Singapore simplifies REIT leverage rules for growth flexibility
New leverage requirements align Singapore REITs with APAC markets.
The Monetary Authority of Singapore (MAS) has proposed a minimum interest coverage ratio (ICR) of 1.5 times and a simplified aggregate leverage limit of 50% for all Singapore REITs (S-REITs). Currently, the 2.5 times ICR only applies to S-REITs seeking to increase their leverage from 45% to 50%.
Wong Xian Yang, Head of Research Singapore and Southeast Asia at Cushman & Wakefield, noted that the proposed changes aim to simplify the leverage requirements while maintaining financial discipline within the sector.
Wong emphasised that this move will also help align Singapore with other major REIT markets in the Asia Pacific region, such as Japan, Australia, and Hong Kong, where similar leverage limits do not exist or are more relaxed. "Relaxing the leverage requirements also aligns Singapore with other REIT markets in Asia Pacific and allows it to be more competitive," Wong said.
The current average gearing for Singapore REITs is approximately 39%, which is below the existing leverage limit.
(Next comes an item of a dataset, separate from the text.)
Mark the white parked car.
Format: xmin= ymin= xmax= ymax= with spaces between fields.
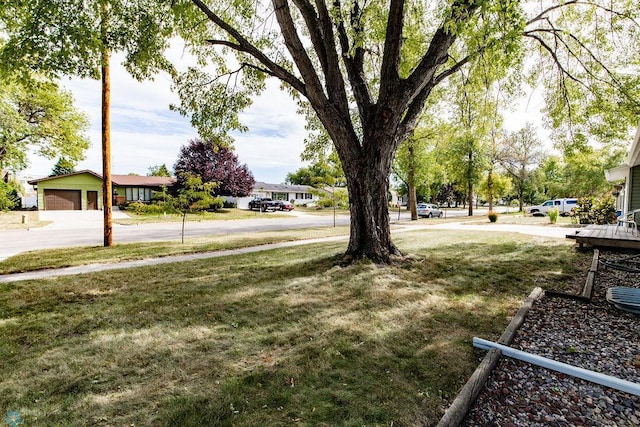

Wong highlighted that the proposed relaxation should ultimately lead to higher gearing levels, enabling REITs to pursue more growth opportunities.
With the proposed ICR requirement, Wong advised that REITs prepare by conducting and disclosing sensitivity analyses on the impact of changes in earnings and interest rates on their ICR. "MAS has proposed that REITs conduct and disclose sensitivity analysis on the impact of changes for earnings and interest rates on the ICR, and this should be communicated clearly to investors during the financial reporting," he mentioned.
Despite the upcoming changes, Wong believes that Singapore REITs are well-positioned to adapt and thrive. He also noted that the average ICR for S-REITs is currently above three times, which indicates a strong financial footing for the sector.
"In general, I think the proposed changes is a positive step for Singapore REITs, and will allow them to grow asset talent management. They also have more flexibility in a capital structure and will be more competitive with the other REIT markets in the region," Wong concluded.